ILLINOIS MAYOR SHOWS BACKBONE

When it comes to making a point, it might be hard to find anyone who could do it with quite the splash exhibited in June by Lawrence J. “Larry” Morrissey, the mayor of Rockford, Ill.

This native-born son, first elected to office in 2005, just won re-election in April to a third term, and at a public event about seven weeks later, he announced that he would be applying for a concealed carry permit when the Legislature finally adopts a carry law.

As if that wasn’t enough of a bombshell, the politically independent Morrissey revealed that he had quit the Mayors Against Illegal Guns, the gun control group disguised as a mayors’ organization that was founded by anti-gun New York Mayor Michael Bloomberg. That got headlines, not for the fact that he resigned from the group, but for what he said in the process.

According to the Rockford Register Star, the hometown newspaper that endorsed his re-election and has covered his political career, Morrissey told an audience, “”The reason why I joined the group in the first place was because I took the name for what it said, against illegal guns.”

He told the crowd that he hadn’t anticipated the Bloomberg group’s focus would turn to banning so-called “assault weapons” or original capacity magazines for those and other firearms.

“As the original mission swayed,” the newspaper quoted him as stating, “that’s when I decided it was no longer in line with my beliefs.”

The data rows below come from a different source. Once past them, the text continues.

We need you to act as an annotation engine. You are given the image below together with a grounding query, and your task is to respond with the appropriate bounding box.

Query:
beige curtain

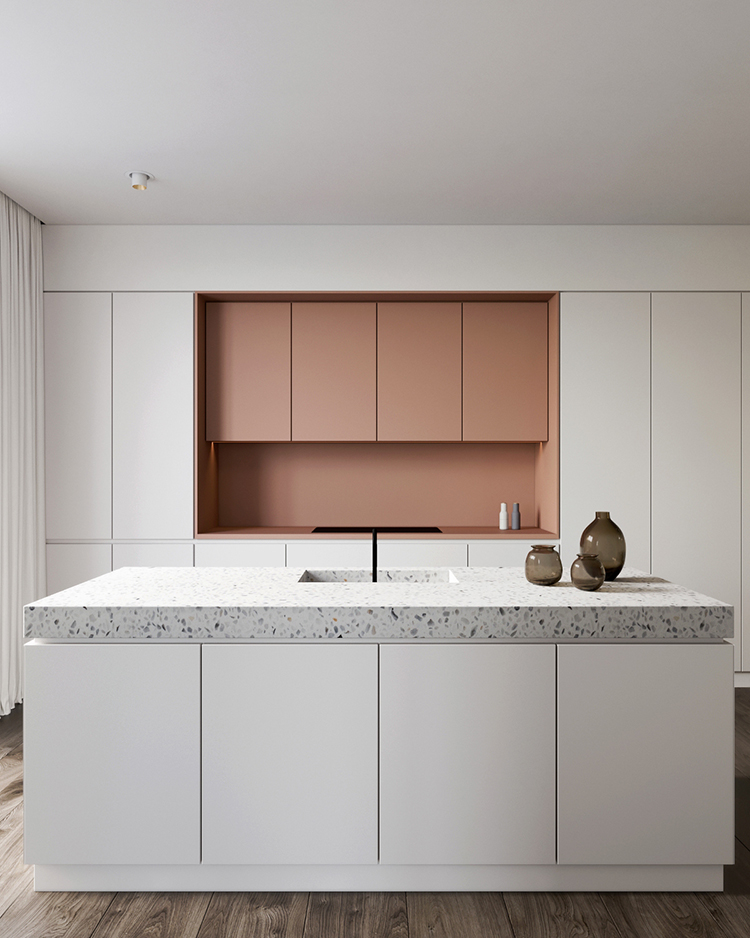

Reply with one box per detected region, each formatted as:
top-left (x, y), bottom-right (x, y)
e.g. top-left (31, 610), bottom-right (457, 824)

top-left (0, 193), bottom-right (46, 714)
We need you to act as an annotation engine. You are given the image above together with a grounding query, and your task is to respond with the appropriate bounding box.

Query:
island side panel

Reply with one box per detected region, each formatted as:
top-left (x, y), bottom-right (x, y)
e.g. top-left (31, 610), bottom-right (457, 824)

top-left (558, 643), bottom-right (734, 865)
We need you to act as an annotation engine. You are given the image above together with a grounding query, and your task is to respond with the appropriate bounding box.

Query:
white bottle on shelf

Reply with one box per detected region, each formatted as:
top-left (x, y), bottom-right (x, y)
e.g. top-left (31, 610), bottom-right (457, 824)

top-left (500, 502), bottom-right (508, 531)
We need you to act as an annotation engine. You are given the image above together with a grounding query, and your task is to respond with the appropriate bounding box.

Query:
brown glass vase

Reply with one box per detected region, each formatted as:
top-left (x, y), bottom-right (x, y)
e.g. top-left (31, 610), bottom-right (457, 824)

top-left (570, 554), bottom-right (604, 590)
top-left (581, 511), bottom-right (625, 580)
top-left (525, 544), bottom-right (562, 586)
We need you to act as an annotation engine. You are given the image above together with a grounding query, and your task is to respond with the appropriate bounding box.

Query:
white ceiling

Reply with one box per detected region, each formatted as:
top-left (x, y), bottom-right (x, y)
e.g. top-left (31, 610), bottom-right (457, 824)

top-left (0, 0), bottom-right (750, 224)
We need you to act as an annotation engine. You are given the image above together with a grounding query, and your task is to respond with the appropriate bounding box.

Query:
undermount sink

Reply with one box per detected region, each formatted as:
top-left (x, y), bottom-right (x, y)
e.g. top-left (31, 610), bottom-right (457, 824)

top-left (299, 567), bottom-right (458, 583)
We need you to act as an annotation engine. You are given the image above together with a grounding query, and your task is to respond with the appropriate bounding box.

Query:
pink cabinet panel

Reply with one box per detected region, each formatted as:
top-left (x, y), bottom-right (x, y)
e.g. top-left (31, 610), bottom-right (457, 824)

top-left (206, 303), bottom-right (291, 441)
top-left (292, 303), bottom-right (376, 440)
top-left (463, 303), bottom-right (548, 442)
top-left (378, 303), bottom-right (461, 441)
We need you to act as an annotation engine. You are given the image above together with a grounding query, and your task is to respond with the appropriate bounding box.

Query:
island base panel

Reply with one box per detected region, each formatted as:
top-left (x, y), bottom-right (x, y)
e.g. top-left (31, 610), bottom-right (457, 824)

top-left (34, 864), bottom-right (724, 892)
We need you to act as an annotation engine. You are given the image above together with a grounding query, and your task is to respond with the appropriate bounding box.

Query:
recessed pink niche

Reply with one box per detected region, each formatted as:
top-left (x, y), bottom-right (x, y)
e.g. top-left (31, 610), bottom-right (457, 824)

top-left (195, 293), bottom-right (559, 538)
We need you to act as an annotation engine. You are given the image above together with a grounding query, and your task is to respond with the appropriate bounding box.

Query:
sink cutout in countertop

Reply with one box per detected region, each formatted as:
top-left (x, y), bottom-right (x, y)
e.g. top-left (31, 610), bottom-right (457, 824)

top-left (298, 567), bottom-right (458, 583)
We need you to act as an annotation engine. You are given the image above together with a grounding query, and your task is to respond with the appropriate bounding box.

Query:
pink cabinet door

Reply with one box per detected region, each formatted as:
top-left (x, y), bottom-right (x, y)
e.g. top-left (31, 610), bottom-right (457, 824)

top-left (378, 303), bottom-right (461, 440)
top-left (206, 303), bottom-right (291, 440)
top-left (463, 303), bottom-right (548, 441)
top-left (292, 303), bottom-right (376, 440)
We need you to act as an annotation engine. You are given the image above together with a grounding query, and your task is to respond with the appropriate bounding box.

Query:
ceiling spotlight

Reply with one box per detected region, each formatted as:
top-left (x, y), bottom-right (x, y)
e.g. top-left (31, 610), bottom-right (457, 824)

top-left (125, 173), bottom-right (154, 189)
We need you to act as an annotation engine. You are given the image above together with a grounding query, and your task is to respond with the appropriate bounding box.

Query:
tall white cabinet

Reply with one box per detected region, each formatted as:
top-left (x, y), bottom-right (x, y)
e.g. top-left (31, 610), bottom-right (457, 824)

Morrissey is not the first mayor to leave the MAIG collective. But he certainly did it with style.

Mayor Morrissey’s announcement came coincidentally with a string of embarrassing revelations for the Bloomberg group that left CCRKBA Chairman Alan Gottlieb calling on New York Attorney General Eric Schneiderman to launch an investigation. One of the disclosures was that MAIG’s website was owned by the New York City official government server. Translation: City employees were apparently administering the site, on public time at public expense.

This came only a few days after it was revealed that the MAIG “No More Names” anti-gun-rights bus tour was including the names of murder suspects and Boston Marathon bombing suspect Tamerlan Tsarnaev on their list of “gun violence victims.”

According to the Rockford Register Star, Morrissey is the recipient of death threats. That may not be unusual for a politician, but his approach to the dilemma is not to make a big media splash about banning guns, but to announce that as soon as he is legally able, he’s going to be carrying a gun. How many other chief executives of large cities in Illinois or elsewhere have made that announcement?

“Any doubt that I might have had in my opinions about concealed carry when I first came into office changed quickly as I became an elected official and became very familiar with the types of crimes we’re dealing with,” Morrissey told an audience of about 200 people at a local watering hole and restaurant. “The focus should not be against law-abiding citizens.”

It takes a certain amount of backbone for a public official to essentially tell the world that he is going to be armed at the same time he’s poking one of the wealthiest anti-gunners in the country that he’s finished with the Bloomberg organization.

But Mayor Morrissey appears to have a solid handle on the problem. The majority of gun-related crime in his community, as it is elsewhere, is committed by people who cannot legally own or possess firearms in the first place. The answer to that, he explained, is not cracking down on law-abiding citizens.